At night they light the fortress up. It is their claim to fame, but really, it is kind of a sad 70s disco show. Seems like they should just let history lie asleep at night. But we saw it on our way up to the hostel. And we were exhausted by then. So again, off to bed we went.
We got up early on Sunday morning and we each took a different bus back to our respective cities.
I know it doesn’t sound like much, but really, it was probably one of the best places I have visited here in this country. The truth of the matter is that there is almost no place that has more than a day’s worth of sites here. The country is small and the sites are spread across it. This city was quaint and clean and the people were nice and hospitable. They actually had some customer service skills and we didn’t feel too terribly foreign there. And there was hardly any trash or graffiti. Nice. I would definitely go again if I had the chance.
So, Veliko Turnovo gets a thumbs up!
**See more pictures in the gallery on the right (remember…it is the picture of the yellow church on the right hand side of the blog here).
on 14 Jun 2007 at 6:17 pm # Anonymous
Hello! First of all, thanks for this blog! I was looking for a traveller’s account of Bulgaria, because I’d love to visit one day. So thats how I’ve stumbled across Bulgarian Daze. Just a question – just how bad was the racism your friend experienced? I’m Chinese-Canadian, and am wondering.. if I do go visit Bulgaria.. am I going to get gawked/taunted/robbed? Is it only like that in smaller cities, or all over the country?
-T in Canada
on 15 Jun 2007 at 9:14 am # Kristy
Thanks for reading!
I can only speak from the experience of my two friends here, one Chinese and one African-American. Being white, I really have NO IDEA what it is like to be “different” here. I would say that if you are coming for a vacation, the places you are likely to visit (Sofia, Plovdiv, Veliko, Black Sea) are more likely to handle foreigners better than if you lived here long term. You will probably still get some people staring or gawking, but probably not much more than that.
Of course, if you don’t really know the language, you won’t know if they are talking about you or not…which is how our African American friend chooses to live his life (though he has figured out that they all think he must be a basketball player or a rapper, you know, because all black people from the U.S. are one or the other).

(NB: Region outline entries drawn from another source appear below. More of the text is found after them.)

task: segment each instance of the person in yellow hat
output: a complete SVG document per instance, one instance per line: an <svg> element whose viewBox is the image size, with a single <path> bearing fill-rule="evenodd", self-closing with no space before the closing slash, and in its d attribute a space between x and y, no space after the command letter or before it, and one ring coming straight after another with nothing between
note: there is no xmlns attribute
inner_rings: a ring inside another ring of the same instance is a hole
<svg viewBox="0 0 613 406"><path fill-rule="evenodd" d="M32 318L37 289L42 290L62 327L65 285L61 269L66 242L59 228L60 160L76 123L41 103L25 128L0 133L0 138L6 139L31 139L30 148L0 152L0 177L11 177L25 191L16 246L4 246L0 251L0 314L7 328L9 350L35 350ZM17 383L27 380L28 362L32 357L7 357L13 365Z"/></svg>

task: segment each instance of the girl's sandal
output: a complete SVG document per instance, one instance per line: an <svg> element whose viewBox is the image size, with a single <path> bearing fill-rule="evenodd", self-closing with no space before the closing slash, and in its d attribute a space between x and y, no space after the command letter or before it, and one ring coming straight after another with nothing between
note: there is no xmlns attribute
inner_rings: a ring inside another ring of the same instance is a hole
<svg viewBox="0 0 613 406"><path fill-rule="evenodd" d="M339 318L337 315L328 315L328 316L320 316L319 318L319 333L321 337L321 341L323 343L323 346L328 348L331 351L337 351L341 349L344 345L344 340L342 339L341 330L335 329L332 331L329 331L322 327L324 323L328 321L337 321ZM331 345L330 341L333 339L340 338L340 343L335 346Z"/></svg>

All that said, I personally would say not to let that one factor make your decision to come here or not. Bulgaria is FULL of beautiful places and kind, hospitable, helpful people who enjoy practicing their English with foreigners.
I hope you have the opportunity to make it here–a little off the beaten path, but a good stop to make!
on 18 Jun 2007 at 9:46 am # Beth
I’m so glad you liked Veliko Turnovo! That’s where my husband is from so of course, I am biased. We’ll be leaving SD soon for our own very short trip to BG. How very lucky you are to have been there for a year 😉
Thanks so much for blogging. I love getting your perspective and it’s definitely prepared me for life in BG. For example, I will need to master homemade tortillas and refried beans because a year without a good burrito would be painful for me too. Our 5 year plan has turned into a 10…15…20 year plan so there is still time!